Wahiawa standoff ends with one dead

 •  Recent shootings involving police

By Karen Blakeman
Advertiser Staff Writer

Police shot and killed a 20-year-old man early yesterday after an hours-long standoff at the man's Wahiawa home.

Friends and neighbors identified the dead man as Dustin Long of 290 Karsten Drive.

The incident began, they said, when Long fired shots at a carload of young men who had been attending a party at Long's family home.

Police said it ended when Long fired shots at two Specialized Services Division, or SWAT team, officers. The officers fired back, detectives said, and the man was killed.

No police officers were injured.

An 18-year-old man who was in a Volkswagen Golf that Long fired upon was wounded in the shoulder. A 20-year-old man was wounded in the right forearm. The driver of the Volkswagen and two other male passengers in the car were not hit.

Neither police nor the medical examiner's office would say how many times Long had been shot. Internal affairs, homicide and the criminal investigations division of the Honolulu Police Department are investigating the incident.

Family friends filed in and out of the big black gate that fronts the Long house yesterday afternoon. Some brought gifts. Most looked grim as they walked the long driveway to the house.

Two visitors, one of them who had known and worked with Long's mother for several years, arrived in an ambulance, wearing emergency medical worker uniforms.

Long's mother, a widow for just a couple of years, works in the emergency room of Wahiawa General Hospital. She was in the emergency room when the driver of the Volkswagen brought the two injured men in for treatment, the paramedic said. When the young men said who had shot them, the mother hurried away.

Georgina Edayan lives across the street from the Longs. Edayan said that when police evacuated the neighborhood about 3 a.m., she saw Long's mother standing outside the gate of her property, wearing her white work uniform.

She was still there when police let the neighbors go home about 7 a.m., Edayan said.

Police said that during the intervening hours, negotiators were trying to get Long, who was inside his house with the rifle, to come out. Instead, he yelled obscenities and threats at the officers, and eventually shot at two of them.

The first officers to respond to the disturbance in the neighborhood did not know they were headed to a shooting, much less a standoff with an armed man, detectives said. The earliest call, at shortly after 2 a.m., reported fighting at Long's address.

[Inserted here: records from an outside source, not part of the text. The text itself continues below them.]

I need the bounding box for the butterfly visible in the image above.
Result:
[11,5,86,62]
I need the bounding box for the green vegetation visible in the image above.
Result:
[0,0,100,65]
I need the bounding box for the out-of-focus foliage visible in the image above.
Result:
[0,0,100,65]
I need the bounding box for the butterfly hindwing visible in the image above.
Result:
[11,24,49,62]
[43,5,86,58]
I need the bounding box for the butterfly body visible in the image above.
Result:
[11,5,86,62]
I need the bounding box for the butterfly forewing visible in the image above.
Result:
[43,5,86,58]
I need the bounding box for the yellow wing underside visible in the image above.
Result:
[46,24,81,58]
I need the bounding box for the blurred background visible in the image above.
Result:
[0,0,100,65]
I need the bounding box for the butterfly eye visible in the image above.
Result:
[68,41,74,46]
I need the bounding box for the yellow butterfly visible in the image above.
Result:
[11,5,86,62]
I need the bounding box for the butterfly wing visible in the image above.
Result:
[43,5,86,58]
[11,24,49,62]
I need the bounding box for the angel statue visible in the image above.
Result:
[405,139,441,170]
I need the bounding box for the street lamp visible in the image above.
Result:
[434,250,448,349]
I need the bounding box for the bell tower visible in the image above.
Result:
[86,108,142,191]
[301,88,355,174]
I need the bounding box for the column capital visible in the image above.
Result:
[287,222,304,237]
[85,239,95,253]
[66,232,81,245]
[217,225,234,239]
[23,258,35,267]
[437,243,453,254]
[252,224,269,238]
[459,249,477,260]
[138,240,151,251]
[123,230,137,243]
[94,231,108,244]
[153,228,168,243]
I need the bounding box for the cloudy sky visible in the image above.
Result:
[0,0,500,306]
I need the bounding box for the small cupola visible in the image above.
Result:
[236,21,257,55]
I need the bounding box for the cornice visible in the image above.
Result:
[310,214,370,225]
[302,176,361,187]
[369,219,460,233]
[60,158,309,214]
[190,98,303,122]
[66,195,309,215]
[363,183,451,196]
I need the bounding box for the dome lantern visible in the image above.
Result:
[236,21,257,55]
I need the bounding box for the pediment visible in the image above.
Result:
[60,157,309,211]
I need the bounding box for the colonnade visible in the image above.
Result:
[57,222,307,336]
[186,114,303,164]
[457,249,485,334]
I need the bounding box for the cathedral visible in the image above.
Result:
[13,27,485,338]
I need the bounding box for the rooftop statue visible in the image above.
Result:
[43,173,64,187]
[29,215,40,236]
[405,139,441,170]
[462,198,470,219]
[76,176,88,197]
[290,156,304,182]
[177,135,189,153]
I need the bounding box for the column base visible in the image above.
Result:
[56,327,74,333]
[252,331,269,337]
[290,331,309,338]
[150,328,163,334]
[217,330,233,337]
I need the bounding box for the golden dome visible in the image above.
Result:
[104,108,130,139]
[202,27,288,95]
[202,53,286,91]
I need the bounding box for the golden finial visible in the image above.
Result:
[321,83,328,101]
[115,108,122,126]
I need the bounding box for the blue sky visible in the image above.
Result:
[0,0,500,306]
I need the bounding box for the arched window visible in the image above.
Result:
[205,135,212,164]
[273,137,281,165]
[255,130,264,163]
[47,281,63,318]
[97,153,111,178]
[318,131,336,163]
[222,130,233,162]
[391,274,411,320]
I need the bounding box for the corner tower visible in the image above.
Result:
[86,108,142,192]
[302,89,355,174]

The 18-year-old man who was hurt in the shoulder said he had been at Long's house when the fighting broke out. On the advice of his parents, the man asked that his name not be used in the newspaper. He and his family feared that Long's friends might blame him for Long's death.

The party was uneventful until Long began arguing with a woman, the 18-year-old said. He told her to leave, then went into the house, came out with what appeared to be a .22-caliber rifle and fired it into the air.

The 18-year-old said some of his friends were fighting with some of Long's friends at that point, but he and his buddies heard the shots and headed toward their Volkswagen Golf, which was parked across the street.

Long fired at them as they pulled away, he said. The body and back window of the car were pierced by bullets.

Marla Edayan, Georgina's daughter, said she stepped outside her mother's house early yesterday when she heard a commotion across the street. She saw five young men, including a man she knew well and another who is her nephew, pile into a Volkswagen Golf.

She looked up and across the street. There, balancing atop a wooden support at one end of the gate was the polite young neighbor who always called her "auntie."

Long was holding a rifle, she said, and firing it repeatedly at the departing car.